I tend to think about death a lot; perhaps that is what attracts me so much to Christianity, since it is the only religion that demands death in the here-and-now in order for life in the time-to-come. Christians are already living a post-mortem life, although it does not seem so in most cases. Perhaps, it is that Christians as we know it simply does not take their own "deaths" seriously. Perhaps, we mask it with phrases like "mortification of the flesh", which though it has the virtue of being ancient and robust, still disguises the horror of what that actually means. Besides, it certainly is not the case that only our flesh ought to be mortified, but every thing with it - to cast will, self-ambition, and pride aside like dirty rags. I wonder, what does a contemporary man who has truly "died" look like? Jesus makes it clear that that man has no sense of self; his life is not "deeply entwined" with the other, but his very life is in the other.
I sometimes wonder, why do I matter so much? Not to sound pretentious, but sometimes I find the individualistic focus of American Christian too much, and perhaps, even decidedly non-Christian; people always say that Christ came down to save you, and indeed, he would have done so only for your sake as well. The parable of the lost sheep and the good shepherd. But after one has been converted, the process of death begins in which, you pray that the divine scrutiny is not on on you. Before Christ, the focus is individualistic; After Christ, you must die and lose that individuality. Of course, Christ is not simply analogous to "death" but to eternal life. But there can be no latter without the former.
(Aside: We are already dead before Christ: it is in fact that we are dying to our own death through Christ that brings us life. that is why it is necessary we take our own death seriously)

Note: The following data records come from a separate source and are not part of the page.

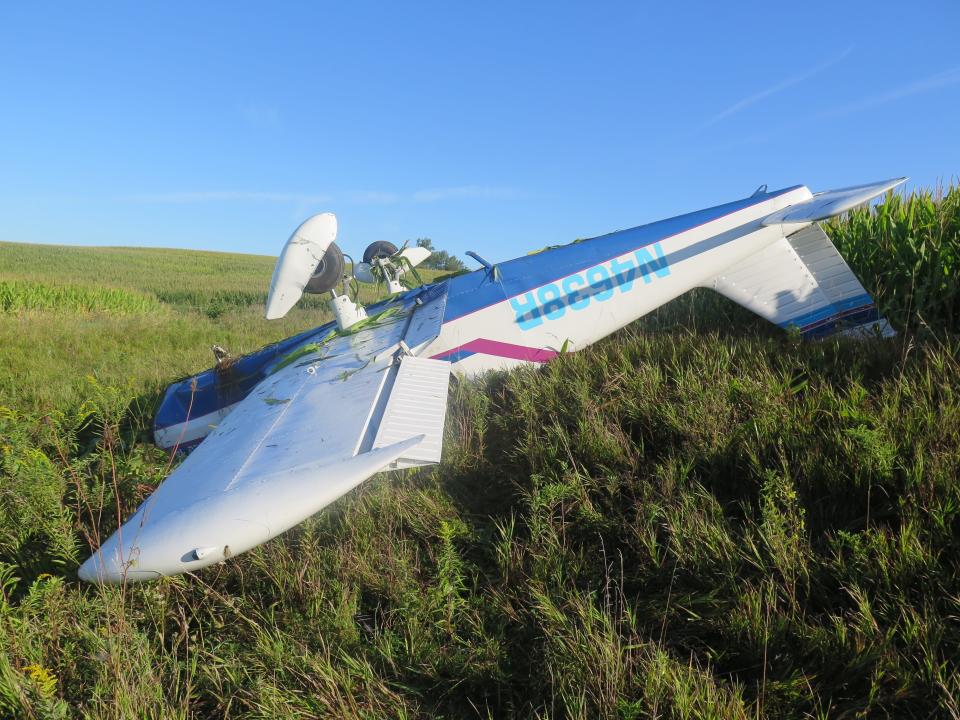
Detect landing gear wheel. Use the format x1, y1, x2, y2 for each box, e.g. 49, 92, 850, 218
362, 240, 398, 265
304, 241, 345, 294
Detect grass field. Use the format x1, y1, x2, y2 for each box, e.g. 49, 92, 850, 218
1, 189, 959, 718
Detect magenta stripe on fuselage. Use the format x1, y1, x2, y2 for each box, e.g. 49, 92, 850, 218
431, 338, 558, 363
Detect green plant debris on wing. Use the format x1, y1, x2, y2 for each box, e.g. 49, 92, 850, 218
337, 359, 371, 382
272, 339, 330, 373
272, 306, 406, 374
337, 305, 404, 335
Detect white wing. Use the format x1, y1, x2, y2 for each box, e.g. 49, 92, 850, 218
80, 289, 450, 583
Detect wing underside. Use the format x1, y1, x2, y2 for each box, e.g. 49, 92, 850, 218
79, 286, 451, 583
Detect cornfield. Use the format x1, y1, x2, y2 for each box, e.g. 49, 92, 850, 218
0, 280, 161, 314
824, 185, 960, 334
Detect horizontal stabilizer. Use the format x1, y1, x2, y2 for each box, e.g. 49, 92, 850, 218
702, 223, 893, 339
761, 178, 906, 226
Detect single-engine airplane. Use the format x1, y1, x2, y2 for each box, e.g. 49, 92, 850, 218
79, 178, 903, 583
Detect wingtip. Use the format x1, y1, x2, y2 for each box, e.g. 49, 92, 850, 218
878, 177, 908, 196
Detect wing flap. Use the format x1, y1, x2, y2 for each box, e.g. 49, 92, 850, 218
372, 356, 451, 468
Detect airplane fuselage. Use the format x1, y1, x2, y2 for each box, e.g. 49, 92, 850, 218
154, 184, 811, 451
82, 178, 899, 583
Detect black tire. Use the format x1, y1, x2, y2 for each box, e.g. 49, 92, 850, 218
362, 240, 398, 265
303, 241, 345, 294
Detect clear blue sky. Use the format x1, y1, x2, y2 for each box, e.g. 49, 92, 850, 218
1, 2, 958, 263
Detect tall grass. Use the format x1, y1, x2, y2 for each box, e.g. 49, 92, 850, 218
0, 190, 958, 717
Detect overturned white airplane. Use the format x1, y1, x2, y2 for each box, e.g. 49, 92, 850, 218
79, 178, 903, 583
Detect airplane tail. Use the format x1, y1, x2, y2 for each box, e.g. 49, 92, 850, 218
700, 179, 904, 339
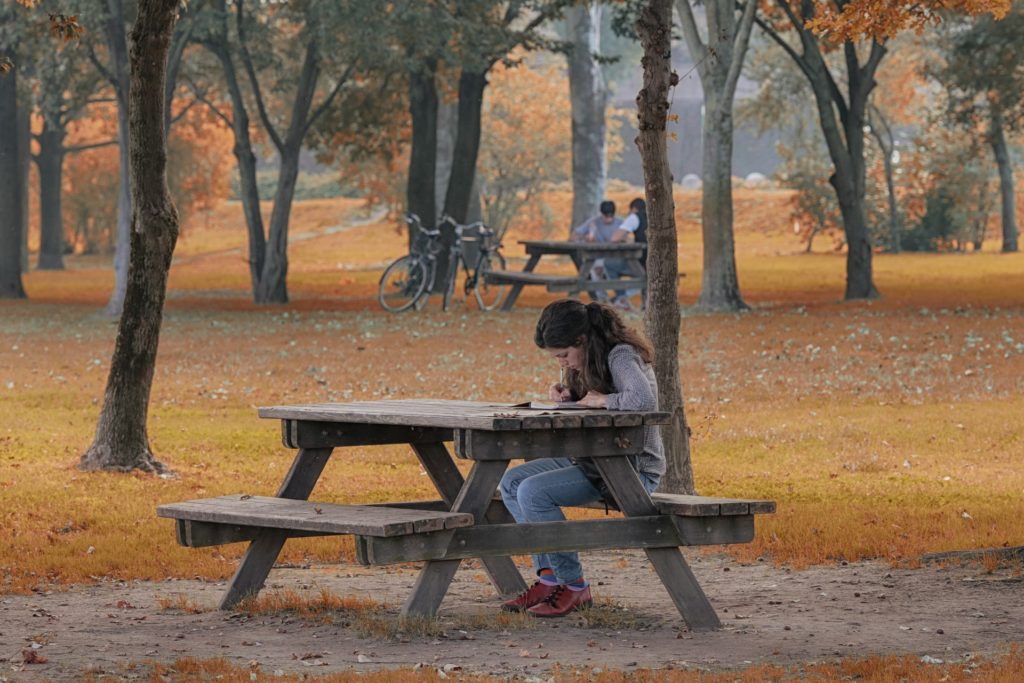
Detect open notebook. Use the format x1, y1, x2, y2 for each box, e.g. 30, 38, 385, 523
510, 401, 597, 410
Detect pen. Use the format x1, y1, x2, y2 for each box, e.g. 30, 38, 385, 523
559, 366, 565, 389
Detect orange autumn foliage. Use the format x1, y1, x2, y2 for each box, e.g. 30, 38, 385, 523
58, 98, 233, 254
804, 0, 1012, 41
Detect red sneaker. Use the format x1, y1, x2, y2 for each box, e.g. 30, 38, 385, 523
501, 581, 559, 612
527, 585, 593, 617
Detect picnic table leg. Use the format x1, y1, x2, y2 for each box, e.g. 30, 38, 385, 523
218, 447, 333, 609
402, 459, 512, 617
592, 457, 722, 631
500, 253, 541, 311
412, 443, 527, 597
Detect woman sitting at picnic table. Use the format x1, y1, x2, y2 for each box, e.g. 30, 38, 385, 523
499, 298, 664, 617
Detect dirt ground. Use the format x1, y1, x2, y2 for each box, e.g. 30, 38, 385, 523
2, 550, 1023, 681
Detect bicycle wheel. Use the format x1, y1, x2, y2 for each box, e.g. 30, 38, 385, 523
474, 251, 508, 311
378, 256, 428, 313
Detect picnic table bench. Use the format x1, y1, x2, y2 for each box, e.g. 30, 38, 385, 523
158, 400, 774, 631
485, 240, 647, 311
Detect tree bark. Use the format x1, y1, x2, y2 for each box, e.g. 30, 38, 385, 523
568, 2, 608, 233
252, 40, 322, 305
758, 5, 882, 300
202, 0, 266, 293
102, 0, 134, 318
0, 64, 27, 299
80, 0, 181, 473
407, 59, 439, 239
988, 106, 1019, 253
697, 91, 747, 311
868, 105, 899, 253
636, 0, 694, 495
443, 69, 488, 225
676, 0, 755, 312
36, 121, 67, 270
17, 91, 29, 272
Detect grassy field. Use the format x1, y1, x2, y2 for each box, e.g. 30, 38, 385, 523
2, 189, 1023, 596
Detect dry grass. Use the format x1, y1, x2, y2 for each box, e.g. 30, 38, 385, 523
1, 191, 1023, 596
77, 648, 1024, 682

"What a wretched man I am! Who shall save me from this body of death? But thanks be to God, through Jesus Christ our Lord." (Rom. 7:24)
1 comment:
Yes, why do we as individuals matter so much if we are to cast away our individuality? Is heaven a place where that sense of self that we establish as humans on Earth is unnecessary?
To some, death may be an escape. To others, it may be a rite of passage in order to gain entrance to heaven or hell. Regardless of its interpretation, however, one thing is clear; it's irreversible.
I think about death quite a lot too, Jae. However, perhaps in not such a way that is as glamorous as your own. My own thoughts are selfish and menial in comparison to your's; they play out scenarios in which I pass away, and dramatic happenings occur in which the people I know and love are frustrated that they could not save me. Perhaps it is selfish, but it is a concern of mine; what is my own significance here? Why do we each have an existence here on Earth? What could God have intended us to do?